Кирилл всхлипнул и … рассмеялся. Рассмеялся с отвращением к себе, так как ничего смешно не видел. Просто столько неожиданного и нереального сквозило в ласковом голосе, в нежной непосредственности робота-наблюдателя, появившегося непонятно откуда и назвавшегося так по земному, что смех скрутил его и измучил.
Кирилл в изнеможении упал на песок, закрыл лицо руками, чтобы не видеть и не слышать ничего.
Тихо…
Он отнял руки от лица, сел. Этажерка невозмутимо висела рядом. Кирилл устало отмахнулся от неё – наваждение продолжалось. Тут же ощутил укол в затылок. В голове загудели шмели как после сильного удара. На короткое время мир для него потускнел, горизонт качнулся, накренился, поплыл вбок и вниз.
Однако вскоре вернулись и краски, и устойчивый окоём, и вновь приобрела свои полупрозрачные контуры этажерка. А Кирилл почувствовал ясность мысли, приятную силу и лёгкость тела. В нём как будто заменили старую растянутую пружину на новую, гибкую и звонкую…

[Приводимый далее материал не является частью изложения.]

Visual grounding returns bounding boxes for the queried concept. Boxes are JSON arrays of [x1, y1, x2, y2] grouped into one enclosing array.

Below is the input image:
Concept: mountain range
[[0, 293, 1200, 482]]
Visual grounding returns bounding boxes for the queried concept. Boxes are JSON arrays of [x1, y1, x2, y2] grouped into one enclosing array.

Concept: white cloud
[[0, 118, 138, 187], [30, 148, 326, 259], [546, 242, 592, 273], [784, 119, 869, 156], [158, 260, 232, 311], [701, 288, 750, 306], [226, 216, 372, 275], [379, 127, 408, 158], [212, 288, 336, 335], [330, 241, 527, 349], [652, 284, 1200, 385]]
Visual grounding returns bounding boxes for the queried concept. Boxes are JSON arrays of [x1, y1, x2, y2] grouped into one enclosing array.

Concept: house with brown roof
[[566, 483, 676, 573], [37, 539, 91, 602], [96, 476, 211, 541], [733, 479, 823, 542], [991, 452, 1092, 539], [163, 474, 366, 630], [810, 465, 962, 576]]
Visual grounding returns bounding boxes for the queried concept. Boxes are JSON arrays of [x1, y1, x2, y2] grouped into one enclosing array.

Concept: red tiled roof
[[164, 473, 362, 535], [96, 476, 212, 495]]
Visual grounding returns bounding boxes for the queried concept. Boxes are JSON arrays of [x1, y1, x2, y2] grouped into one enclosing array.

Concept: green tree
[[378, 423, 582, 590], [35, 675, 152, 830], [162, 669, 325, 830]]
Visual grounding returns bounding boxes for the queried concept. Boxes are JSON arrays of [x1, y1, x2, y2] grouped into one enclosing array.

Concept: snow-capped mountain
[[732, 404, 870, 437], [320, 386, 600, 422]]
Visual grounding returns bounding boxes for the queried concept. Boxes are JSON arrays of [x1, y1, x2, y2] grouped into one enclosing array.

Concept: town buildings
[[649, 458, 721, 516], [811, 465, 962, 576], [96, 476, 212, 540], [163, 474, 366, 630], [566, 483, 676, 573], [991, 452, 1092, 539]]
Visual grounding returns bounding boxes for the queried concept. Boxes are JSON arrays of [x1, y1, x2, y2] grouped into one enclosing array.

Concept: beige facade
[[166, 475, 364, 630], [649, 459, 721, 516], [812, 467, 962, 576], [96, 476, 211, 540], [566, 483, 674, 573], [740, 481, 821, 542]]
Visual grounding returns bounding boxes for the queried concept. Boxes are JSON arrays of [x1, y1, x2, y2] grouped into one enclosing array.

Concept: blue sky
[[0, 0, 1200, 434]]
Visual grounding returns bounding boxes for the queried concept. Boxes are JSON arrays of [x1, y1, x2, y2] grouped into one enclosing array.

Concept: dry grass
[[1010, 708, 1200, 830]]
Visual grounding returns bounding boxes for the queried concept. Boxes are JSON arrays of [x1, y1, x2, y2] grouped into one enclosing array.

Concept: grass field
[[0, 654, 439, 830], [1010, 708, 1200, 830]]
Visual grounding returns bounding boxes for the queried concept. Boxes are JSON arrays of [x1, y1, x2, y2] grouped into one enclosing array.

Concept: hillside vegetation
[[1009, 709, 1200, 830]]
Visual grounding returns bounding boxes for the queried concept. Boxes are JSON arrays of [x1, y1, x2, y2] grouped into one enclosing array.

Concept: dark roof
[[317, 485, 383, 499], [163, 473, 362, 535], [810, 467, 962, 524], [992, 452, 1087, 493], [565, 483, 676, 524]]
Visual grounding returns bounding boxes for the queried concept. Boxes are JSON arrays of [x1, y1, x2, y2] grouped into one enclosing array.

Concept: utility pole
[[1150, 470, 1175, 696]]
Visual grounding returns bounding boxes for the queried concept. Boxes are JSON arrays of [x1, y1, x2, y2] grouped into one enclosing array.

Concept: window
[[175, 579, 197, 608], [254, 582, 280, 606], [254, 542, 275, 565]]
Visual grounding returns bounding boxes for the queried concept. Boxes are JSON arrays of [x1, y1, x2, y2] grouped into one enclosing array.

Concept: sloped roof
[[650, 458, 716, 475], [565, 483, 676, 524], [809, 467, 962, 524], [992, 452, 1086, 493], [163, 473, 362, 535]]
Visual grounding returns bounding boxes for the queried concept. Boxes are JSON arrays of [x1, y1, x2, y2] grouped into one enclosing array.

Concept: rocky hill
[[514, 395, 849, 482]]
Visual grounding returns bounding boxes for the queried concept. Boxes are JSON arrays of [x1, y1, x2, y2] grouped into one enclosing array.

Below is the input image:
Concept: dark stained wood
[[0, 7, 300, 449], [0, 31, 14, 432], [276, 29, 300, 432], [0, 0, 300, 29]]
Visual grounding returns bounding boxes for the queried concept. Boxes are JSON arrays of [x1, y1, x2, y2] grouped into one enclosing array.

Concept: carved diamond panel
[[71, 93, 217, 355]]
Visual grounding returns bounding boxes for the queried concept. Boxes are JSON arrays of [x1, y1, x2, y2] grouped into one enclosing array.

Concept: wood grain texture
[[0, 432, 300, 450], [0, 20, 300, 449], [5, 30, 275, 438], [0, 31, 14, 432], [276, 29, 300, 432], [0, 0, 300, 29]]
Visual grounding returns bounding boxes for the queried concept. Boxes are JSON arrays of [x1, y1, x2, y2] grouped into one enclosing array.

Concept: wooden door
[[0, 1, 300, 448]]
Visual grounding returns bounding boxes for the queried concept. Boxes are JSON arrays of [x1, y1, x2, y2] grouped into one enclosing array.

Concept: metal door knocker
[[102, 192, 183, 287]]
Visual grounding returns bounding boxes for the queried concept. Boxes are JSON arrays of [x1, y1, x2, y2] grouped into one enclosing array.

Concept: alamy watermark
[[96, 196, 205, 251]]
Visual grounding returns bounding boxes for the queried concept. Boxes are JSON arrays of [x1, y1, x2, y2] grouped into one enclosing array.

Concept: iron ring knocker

Она подняла его, заставила осмотреться и увидеть.
И он увидел…
Увидел, что «Песня», разбившийся звездолёт одиночно поиска и по всей площади разброса, сверху донизу погружён в подвижную студенистую массу. Грузовые люки открыты и всасывают эту массу внутрь звездолёта.
Автомат-наблюдатель опередил готовый сорваться у него вопрос:
– Идёт сбор информации о масштабах повреждения, о выборе ремонтных средств. О людях…
– Они живы?! – Кирилл подскочил к этажерке, едва не погрузившись в неё. – Они живы?
– Нет…
– Ну, конечно, – Кирилл впал в меланхолию, сник, расстроился, но без надежды спросил: – Вы что, можете отремонтировать звездолёт?
Спросил и хмыкнул. Что он несёт?
– Да, – услышал он в ответ.
– Хе… Шутники. Тут только металлолом.
Этажерка, похоже, по-своему поняла его слова, сказала:
– Ты прав. Ваш мир так узок, что мне пришлось расконсервировать резерв универсальных информаторов и роботов-реставраторов.
– Наш мир узок? – Кирилл не понял реплики автомата-наблюдателя.
– Даже очень. Ты представитель узкого, даже очень узкого мира. Ваш мир – редкость… О таких, как вы, я знаю по программе и в контакте впервые… Разве ты не знаешь об этом?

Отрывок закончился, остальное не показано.